Technical Standards

Our Physician Assistant Program will consider for admission any applicant who meets academic criteria, and demonstrates the ability to perform or to learn to perform the skills listed in this document, with or without reasonable accommodations consistent with the Americans with Disabilities Act, Civil Rights Restoration Act and Section 504 of the Rehabilitation Act . Any applicant with questions about these technical requirements is strongly encouraged to discuss the issue with the Division of Enrollment and Student Affairs prior to the interview process.

A student in the Physician Assistant Program must have adequate abilities and skills in the following five areas: 1) Observation; 2) Communication; 3) Sensory and Motor Function; 4) Conceptual, Integrative and Quantitative Ability; and 5) Behavior and Social Attributes as detailed below.

1. Observation: The student must be able to observe demonstrations and conduct experiments on the basic sciences, including but not limited to chemical, biological, anatomic and physiologic sciences, microbiologic cultures, and microscopic studies of microorganisms. A student must be able to observe a patient accurately at a distance and close at hand. Observation necessitates the functional use of the sense of vision and other sensory modalities. A student must be able to integrate all information visually and through the other senses.

2. Communication: A student must be able to communicate effectively, sensitively and rapidly in English with patients and members of the health care team. A student must be able to elicit information from patients, perceive nonverbal communications, and describe changes in mood, activity and posture. Communication includes not only speech, but writing, reading, interpreting graphs and computer literacy.

3. Sensory and Motor Function: The student must have sufficient sensory and motor function to elicit information from patients by palpation, auscultation, percussion and other diagnostic maneuvers. The student will be required to coordinate both gross and fine muscular movements, equilibrium and functional use of the senses of hearing, touch and vision.

More specifically, the student must be able to exercise such fine motor skill as to adequately perform laboratory tests, including but not limited to, wet mount, urinalysis and gram stain. The student must exercise such level of dexterity, sensation and visual acuity as to accurately complete such processes as administering intravenous medication, making fine measurements of angles and size, measuring blood pressure, respiration and pulse, performing physical examinations and performing therapeutic procedures such as suturing and casting.

The student must be able to hear sufficiently to accurately differentiate percussive notes and auscultory findings, including but not limited to heart, lung, and abdominal sounds, as well as discern normal and abnormal findings using instruments such as tuning forks, stethoscopes, sphygmomanometers and Doppler devices.

A student must be able to transport himself or herself in a manner which provides timely response in both general and emergency care situations. Moving patients and engaging in some procedures such as CPR will require a necessary level of strength.
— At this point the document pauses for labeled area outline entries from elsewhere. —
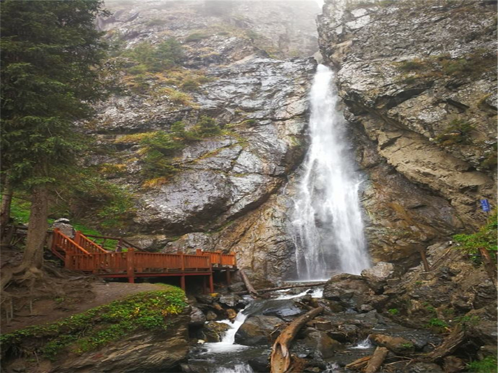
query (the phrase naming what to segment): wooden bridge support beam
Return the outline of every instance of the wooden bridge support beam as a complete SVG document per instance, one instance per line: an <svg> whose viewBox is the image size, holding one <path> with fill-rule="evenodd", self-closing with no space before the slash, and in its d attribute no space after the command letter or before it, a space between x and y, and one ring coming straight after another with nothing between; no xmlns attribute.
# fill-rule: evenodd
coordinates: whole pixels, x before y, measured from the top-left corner
<svg viewBox="0 0 498 373"><path fill-rule="evenodd" d="M206 278L206 276L202 277L202 292L205 294L209 292L209 290L208 289L208 279Z"/></svg>
<svg viewBox="0 0 498 373"><path fill-rule="evenodd" d="M128 249L126 253L126 274L128 275L128 282L134 283L135 282L135 266L133 263L134 251L132 248Z"/></svg>
<svg viewBox="0 0 498 373"><path fill-rule="evenodd" d="M213 281L213 274L209 275L209 292L214 293L215 292L215 285Z"/></svg>

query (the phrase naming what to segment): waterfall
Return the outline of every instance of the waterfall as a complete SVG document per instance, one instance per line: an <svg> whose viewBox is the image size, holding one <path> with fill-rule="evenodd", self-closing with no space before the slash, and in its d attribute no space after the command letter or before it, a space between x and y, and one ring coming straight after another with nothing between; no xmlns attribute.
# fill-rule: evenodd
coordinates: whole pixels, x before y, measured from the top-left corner
<svg viewBox="0 0 498 373"><path fill-rule="evenodd" d="M319 65L310 93L311 142L292 223L303 280L328 279L335 272L359 275L370 265L358 197L362 181L336 108L333 78Z"/></svg>

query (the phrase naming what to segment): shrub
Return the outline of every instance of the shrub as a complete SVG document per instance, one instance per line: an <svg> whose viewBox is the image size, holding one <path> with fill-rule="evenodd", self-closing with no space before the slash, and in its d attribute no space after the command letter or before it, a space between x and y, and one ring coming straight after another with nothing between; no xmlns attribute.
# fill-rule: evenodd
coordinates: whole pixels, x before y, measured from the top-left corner
<svg viewBox="0 0 498 373"><path fill-rule="evenodd" d="M436 137L435 142L447 146L457 144L469 145L472 143L470 132L474 129L474 126L468 122L453 119L444 131Z"/></svg>
<svg viewBox="0 0 498 373"><path fill-rule="evenodd" d="M468 372L473 373L491 373L497 371L496 356L487 356L482 360L472 362L467 365Z"/></svg>
<svg viewBox="0 0 498 373"><path fill-rule="evenodd" d="M476 254L479 248L486 249L494 259L497 257L497 210L492 213L488 223L472 234L457 234L453 236L461 250L467 254Z"/></svg>
<svg viewBox="0 0 498 373"><path fill-rule="evenodd" d="M419 58L401 61L397 65L398 68L403 71L420 70L426 67L426 63Z"/></svg>
<svg viewBox="0 0 498 373"><path fill-rule="evenodd" d="M209 34L203 32L198 31L192 32L185 38L185 41L186 43L190 43L192 41L199 41L199 40L202 40L203 39L207 39L211 37L211 36Z"/></svg>
<svg viewBox="0 0 498 373"><path fill-rule="evenodd" d="M219 135L221 129L212 118L202 115L194 127L193 132L201 137Z"/></svg>
<svg viewBox="0 0 498 373"><path fill-rule="evenodd" d="M22 351L55 360L63 351L80 354L125 337L134 330L166 329L165 318L187 306L181 289L142 292L51 324L30 326L0 336L4 351ZM68 351L69 352L69 351Z"/></svg>

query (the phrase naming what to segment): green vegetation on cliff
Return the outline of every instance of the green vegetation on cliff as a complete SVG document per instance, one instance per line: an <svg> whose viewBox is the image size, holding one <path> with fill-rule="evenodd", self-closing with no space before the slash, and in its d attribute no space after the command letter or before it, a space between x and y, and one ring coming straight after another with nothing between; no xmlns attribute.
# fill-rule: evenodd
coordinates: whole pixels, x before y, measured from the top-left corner
<svg viewBox="0 0 498 373"><path fill-rule="evenodd" d="M3 354L54 360L63 351L82 354L140 329L166 329L167 317L187 306L184 291L163 290L130 295L56 322L31 326L0 336Z"/></svg>
<svg viewBox="0 0 498 373"><path fill-rule="evenodd" d="M480 248L486 249L490 252L494 258L496 258L497 210L495 210L489 218L488 223L483 226L475 233L457 234L453 238L458 242L462 250L467 254L479 254Z"/></svg>
<svg viewBox="0 0 498 373"><path fill-rule="evenodd" d="M179 121L173 123L170 130L170 132L159 130L126 135L116 140L117 143L138 145L144 187L166 183L178 171L173 157L189 143L222 133L216 121L205 115L201 116L190 129Z"/></svg>

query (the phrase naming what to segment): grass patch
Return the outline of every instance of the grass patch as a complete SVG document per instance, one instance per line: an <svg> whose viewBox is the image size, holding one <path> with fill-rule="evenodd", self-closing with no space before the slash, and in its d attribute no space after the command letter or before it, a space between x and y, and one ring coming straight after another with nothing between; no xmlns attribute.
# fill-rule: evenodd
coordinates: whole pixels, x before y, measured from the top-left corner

4. Intellectual, Conceptual, Integrative and Quantitative Abilities:
A student must have the intellect necessary to quickly analyze and resolve problems. These intellectual abilities include long and short term memory, numerical recognition, measurement, calculations, reasoning, analysis judgment and synthesis. The student must be able to identify significant findings from the patient's history, the physical examination and laboratory data, provide a reasoned explanation for likely diagnoses and choose appropriate medications and therapy.

The ability to incorporate new information from many sources in formulating diagnoses and plans is essential. Good judgment in patient assessment, diagnostic and therapeutic planning is primary. When appropriate, students must be able to identify and communicate the limits of their knowledge to others.

5. Behavioral and Social Attributes: A student must posses the emotional health required for full use of his or her intellectual abilities, the exercise of good judgment and the prompt completion of all responsibilities attendant to the diagnosis and care of patients. The development of mature, sensitive effective and professional relationships with patients and members of the health care team is essential. Students must be able to tolerate physically taxing workloads and to function effectively under stress. They must be able to adapt to changing environments, to display flexibility and learn to function in the face of uncertainties inherent in the clinical problems of many patients. Compassion, integrity, interpersonal skills, interest and motivation are all personal qualities that are desired on a health professional and assessed during the admissions and education process.